I will not, at this time, don my hat as a social scientist to discuss holding culture as the independent variable to explain variations in law. But justice, for the ordinary man, should reflect society’s sense of right and wrong and what ought to be.
In hearing of the Ministry of Justice’s plan, I am reminded of two cases. The persons – quite prominent – were arrested, and the usual howls of shock and disbelief in the media and back patios followed. These matters were in the courts for years as investigators ‘had not completed their investigations’. But the accused persons were required to continue the shameful, painful ritual of coming to court with their lawyers over and over to hear the same story.
Finally, the trial. And it took the juries little time to declare not-guilty verdicts.

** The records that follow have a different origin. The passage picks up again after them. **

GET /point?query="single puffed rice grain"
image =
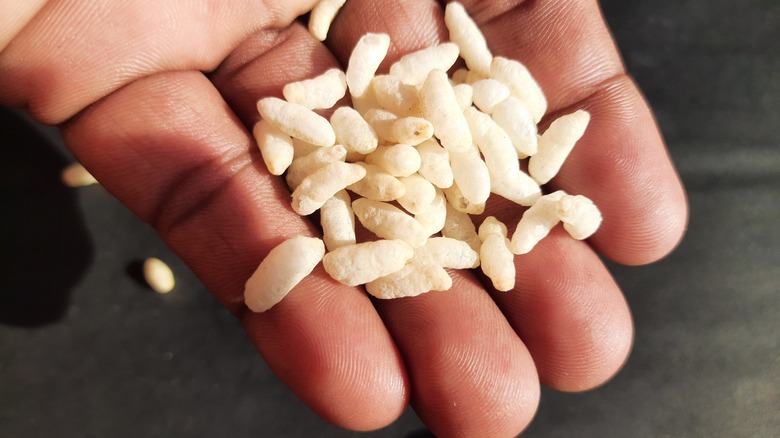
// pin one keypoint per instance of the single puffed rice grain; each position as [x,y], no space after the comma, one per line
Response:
[352,131]
[338,221]
[580,216]
[398,160]
[297,121]
[440,107]
[322,16]
[435,163]
[456,198]
[281,270]
[463,95]
[365,59]
[496,147]
[487,93]
[158,275]
[389,222]
[395,96]
[555,145]
[393,129]
[304,166]
[276,147]
[497,261]
[458,225]
[433,216]
[378,184]
[320,92]
[465,33]
[321,185]
[536,223]
[447,252]
[413,68]
[412,280]
[471,175]
[419,193]
[302,148]
[514,117]
[364,262]
[521,190]
[521,84]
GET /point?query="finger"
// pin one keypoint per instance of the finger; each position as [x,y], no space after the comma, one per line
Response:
[621,162]
[570,314]
[72,54]
[471,374]
[168,146]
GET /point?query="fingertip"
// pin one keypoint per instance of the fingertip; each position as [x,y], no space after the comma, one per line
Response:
[328,345]
[622,164]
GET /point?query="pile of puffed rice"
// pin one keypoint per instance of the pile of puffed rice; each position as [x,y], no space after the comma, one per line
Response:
[416,156]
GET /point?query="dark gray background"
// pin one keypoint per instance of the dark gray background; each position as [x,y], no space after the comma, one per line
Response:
[87,350]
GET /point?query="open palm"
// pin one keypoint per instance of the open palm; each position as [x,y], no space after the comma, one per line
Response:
[156,99]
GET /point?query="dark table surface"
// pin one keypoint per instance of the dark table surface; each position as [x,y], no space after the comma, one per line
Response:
[105,356]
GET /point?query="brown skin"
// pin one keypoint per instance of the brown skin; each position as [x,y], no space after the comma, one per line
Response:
[125,83]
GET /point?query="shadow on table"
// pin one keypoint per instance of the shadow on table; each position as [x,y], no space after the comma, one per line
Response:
[44,245]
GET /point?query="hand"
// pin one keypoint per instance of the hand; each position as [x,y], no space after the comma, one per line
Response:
[125,82]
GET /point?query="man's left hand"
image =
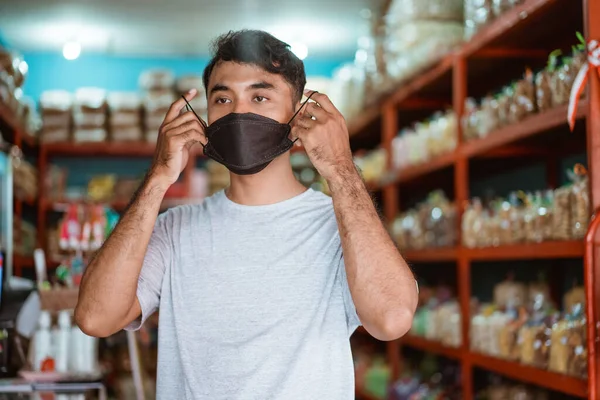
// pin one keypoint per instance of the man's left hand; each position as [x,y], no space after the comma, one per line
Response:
[322,130]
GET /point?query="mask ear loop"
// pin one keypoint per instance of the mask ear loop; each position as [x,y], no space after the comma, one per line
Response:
[189,108]
[299,109]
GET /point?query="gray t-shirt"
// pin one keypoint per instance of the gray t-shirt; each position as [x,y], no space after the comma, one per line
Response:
[254,301]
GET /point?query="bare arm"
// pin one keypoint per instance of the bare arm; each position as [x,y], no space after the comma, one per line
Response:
[107,294]
[381,284]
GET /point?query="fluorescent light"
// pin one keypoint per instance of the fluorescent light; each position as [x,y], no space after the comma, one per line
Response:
[71,50]
[300,50]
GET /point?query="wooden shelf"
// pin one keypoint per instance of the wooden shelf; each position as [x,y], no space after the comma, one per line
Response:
[441,254]
[523,251]
[23,261]
[424,79]
[117,205]
[529,251]
[416,171]
[533,125]
[509,22]
[550,380]
[106,149]
[514,370]
[431,346]
[362,395]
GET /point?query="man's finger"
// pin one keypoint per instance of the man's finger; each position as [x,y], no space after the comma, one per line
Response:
[189,137]
[180,120]
[312,109]
[178,105]
[304,122]
[323,101]
[186,126]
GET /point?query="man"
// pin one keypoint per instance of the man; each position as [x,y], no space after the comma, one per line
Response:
[256,299]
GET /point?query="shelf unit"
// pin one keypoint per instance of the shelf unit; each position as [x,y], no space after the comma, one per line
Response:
[15,133]
[507,39]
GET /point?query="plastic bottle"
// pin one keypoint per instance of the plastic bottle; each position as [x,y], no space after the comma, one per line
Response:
[62,336]
[42,342]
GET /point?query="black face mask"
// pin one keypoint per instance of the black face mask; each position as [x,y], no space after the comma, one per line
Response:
[246,143]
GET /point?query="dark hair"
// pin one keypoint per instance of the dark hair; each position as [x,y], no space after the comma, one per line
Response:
[262,49]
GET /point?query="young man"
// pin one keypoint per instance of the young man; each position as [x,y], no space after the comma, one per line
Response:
[261,286]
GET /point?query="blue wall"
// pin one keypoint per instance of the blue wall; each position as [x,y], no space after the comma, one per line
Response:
[50,70]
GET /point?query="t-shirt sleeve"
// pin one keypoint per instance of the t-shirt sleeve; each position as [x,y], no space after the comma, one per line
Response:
[158,257]
[351,315]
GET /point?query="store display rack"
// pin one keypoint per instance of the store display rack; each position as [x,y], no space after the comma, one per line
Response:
[15,133]
[507,40]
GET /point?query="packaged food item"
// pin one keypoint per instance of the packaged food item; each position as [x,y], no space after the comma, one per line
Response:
[523,103]
[509,344]
[488,120]
[156,79]
[561,221]
[578,353]
[516,215]
[125,109]
[543,85]
[472,223]
[56,115]
[470,119]
[477,14]
[580,203]
[504,214]
[510,294]
[402,10]
[89,108]
[574,298]
[505,100]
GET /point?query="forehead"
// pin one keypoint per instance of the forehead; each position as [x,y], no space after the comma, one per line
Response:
[236,75]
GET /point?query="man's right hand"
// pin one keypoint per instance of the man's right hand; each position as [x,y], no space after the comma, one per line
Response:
[178,134]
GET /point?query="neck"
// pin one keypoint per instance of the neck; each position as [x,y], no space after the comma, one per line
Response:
[272,185]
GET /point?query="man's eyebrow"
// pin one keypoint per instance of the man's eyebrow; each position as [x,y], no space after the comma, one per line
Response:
[261,85]
[219,88]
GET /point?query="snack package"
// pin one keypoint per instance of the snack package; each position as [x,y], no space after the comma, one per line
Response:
[156,79]
[543,90]
[505,100]
[488,120]
[509,344]
[472,223]
[510,294]
[470,120]
[561,220]
[580,203]
[89,108]
[523,103]
[477,14]
[55,108]
[125,110]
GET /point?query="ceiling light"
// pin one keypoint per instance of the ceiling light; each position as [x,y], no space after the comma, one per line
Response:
[71,50]
[300,50]
[366,13]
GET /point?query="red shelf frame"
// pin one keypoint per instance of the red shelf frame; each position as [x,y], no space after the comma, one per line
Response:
[548,379]
[532,125]
[488,43]
[106,149]
[432,346]
[551,380]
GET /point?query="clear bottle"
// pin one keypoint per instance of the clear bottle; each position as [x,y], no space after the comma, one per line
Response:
[42,342]
[62,336]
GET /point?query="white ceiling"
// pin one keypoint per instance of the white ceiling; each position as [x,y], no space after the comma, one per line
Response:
[181,27]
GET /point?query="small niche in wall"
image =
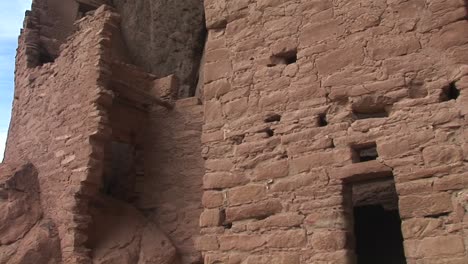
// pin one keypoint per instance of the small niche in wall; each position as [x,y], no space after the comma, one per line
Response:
[322,120]
[83,9]
[283,58]
[365,152]
[374,113]
[451,92]
[272,118]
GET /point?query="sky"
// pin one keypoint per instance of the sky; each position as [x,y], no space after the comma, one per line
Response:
[11,21]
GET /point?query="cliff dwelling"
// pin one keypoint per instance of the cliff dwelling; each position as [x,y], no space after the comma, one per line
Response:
[238,132]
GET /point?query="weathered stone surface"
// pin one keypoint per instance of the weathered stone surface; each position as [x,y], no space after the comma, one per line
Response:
[263,163]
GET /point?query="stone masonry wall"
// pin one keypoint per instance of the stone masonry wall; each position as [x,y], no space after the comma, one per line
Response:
[290,91]
[55,119]
[165,37]
[294,90]
[172,191]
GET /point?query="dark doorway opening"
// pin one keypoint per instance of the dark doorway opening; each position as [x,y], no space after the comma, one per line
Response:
[377,223]
[378,235]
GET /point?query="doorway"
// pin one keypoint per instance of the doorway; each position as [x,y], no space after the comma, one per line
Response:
[377,223]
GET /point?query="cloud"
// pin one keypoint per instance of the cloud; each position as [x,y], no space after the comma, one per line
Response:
[11,21]
[3,136]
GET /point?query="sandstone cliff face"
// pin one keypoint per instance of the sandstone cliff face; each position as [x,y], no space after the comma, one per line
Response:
[307,114]
[165,37]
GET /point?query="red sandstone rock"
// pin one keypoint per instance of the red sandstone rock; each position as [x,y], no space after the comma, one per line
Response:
[152,139]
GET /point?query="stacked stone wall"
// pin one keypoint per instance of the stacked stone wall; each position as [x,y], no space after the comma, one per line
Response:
[57,118]
[293,90]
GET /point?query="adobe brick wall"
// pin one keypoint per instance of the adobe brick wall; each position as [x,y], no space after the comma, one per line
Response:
[56,118]
[275,192]
[171,193]
[288,89]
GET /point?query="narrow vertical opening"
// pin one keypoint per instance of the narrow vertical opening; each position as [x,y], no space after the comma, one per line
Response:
[377,223]
[451,92]
[322,120]
[198,62]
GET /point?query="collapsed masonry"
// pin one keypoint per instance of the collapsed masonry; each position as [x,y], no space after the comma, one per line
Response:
[300,132]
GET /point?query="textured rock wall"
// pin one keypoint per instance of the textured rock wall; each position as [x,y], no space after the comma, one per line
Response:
[65,121]
[172,191]
[55,116]
[165,37]
[296,93]
[281,136]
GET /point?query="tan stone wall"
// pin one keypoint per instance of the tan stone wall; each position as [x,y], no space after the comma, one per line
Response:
[289,87]
[274,191]
[56,118]
[172,189]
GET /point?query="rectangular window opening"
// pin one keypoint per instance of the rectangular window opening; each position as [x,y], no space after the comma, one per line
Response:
[377,223]
[284,58]
[378,113]
[83,9]
[366,152]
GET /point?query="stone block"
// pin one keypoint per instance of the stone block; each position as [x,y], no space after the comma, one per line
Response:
[361,171]
[328,240]
[217,70]
[278,220]
[392,46]
[241,242]
[319,32]
[339,59]
[246,194]
[435,247]
[213,111]
[425,205]
[211,218]
[315,160]
[449,36]
[273,259]
[442,155]
[328,219]
[287,239]
[221,180]
[271,170]
[255,210]
[166,87]
[206,243]
[212,199]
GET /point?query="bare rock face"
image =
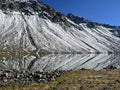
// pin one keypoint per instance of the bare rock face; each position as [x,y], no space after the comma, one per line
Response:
[33,26]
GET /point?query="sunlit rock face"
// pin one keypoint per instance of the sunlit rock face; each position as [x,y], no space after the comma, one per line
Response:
[60,62]
[34,26]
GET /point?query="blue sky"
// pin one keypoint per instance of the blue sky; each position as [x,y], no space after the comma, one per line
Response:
[103,11]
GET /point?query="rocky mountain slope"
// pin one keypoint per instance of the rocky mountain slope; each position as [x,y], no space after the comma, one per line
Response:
[33,26]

Both persons died shortly after. Which may have been a blessing as they were penniless – their life savings and loan funds transferred to the pockets of assorted lawyers.
not models of consistency, clarity
But Mr Chuck and Ms Llewellyn would want to have a second go at putting them through this hell again. Hell no! The public is just waking up to the many ways that continued chronic stress can kill you.
Perhaps it is because we are not all learned lawyers, but some decisions in our courts can hardly be characterised as models of consistency and clarity.
We have a habit of arresting and charging, then investigating afterwards. Everyone, including judges, is refusing to admit that this is a wasteful, cruel, costly practice in a country where to be arrested is to be guilty, not to mention the implications for corruption.
The present law not only protects the integrity of final judgments but, more important, protects the accused against the strain and burden of multiple trials.
The State, with all its resources and power, should be more professional and thorough in its operations and not be allowed to make repeated attempts to convict an individual – now broke and broken from the first trial – for an alleged offence, subjecting him to embarrassment, expense, and a continuing state of anxiety and insecurity.
Neither liberty nor justice would survive this decision.